Final answer:
In order to determine the necessary sample size, a researcher using an alpha of .01 and a power of .80 must know the expected effect size, which helps in calculating the sufficient sample size for detecting the intended effect with the specified power.
Step-by-step explanation:
To determine the sample size needed when a researcher decides to use an alpha of .01 and a power of .80, the researcher must ascertain the expected effect size. The effect size is a measure of the magnitude of the difference that is being tested for, such as the difference between two means or proportions. Knowing the effect size facilitates calculation of the necessary sample size to achieve the desired power for the test.
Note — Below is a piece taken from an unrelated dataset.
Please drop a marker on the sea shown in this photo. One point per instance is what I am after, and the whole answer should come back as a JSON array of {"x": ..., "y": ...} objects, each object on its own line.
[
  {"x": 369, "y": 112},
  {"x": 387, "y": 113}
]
The alpha value indicates the significance level, which is the probability of rejecting the null hypothesis when it is actually true (a Type I error). A lower alpha value like .01 means that the researcher is allowing for a very low probability of falsely detecting an effect. The power of a test, 1-β, where β is the probability of a Type II error, represents the likelihood that the test will correctly reject a false null hypothesis. A power of .80 suggests that the researcher wants a 80% chance of correctly detecting an effect, should one actually exist.
For example, if we consider the statement that 'at the 1 percent significance level, there is not enough evidence to conclude that freshmen students study less than 2.5 hours per day, on average,' the alpha being referenced is the cutoff for determining whether there is significant evidence to reject the null hypothesis. A power analysis would use this alpha along with the desired power and the estimated effect size to determine the minimum sample size needed.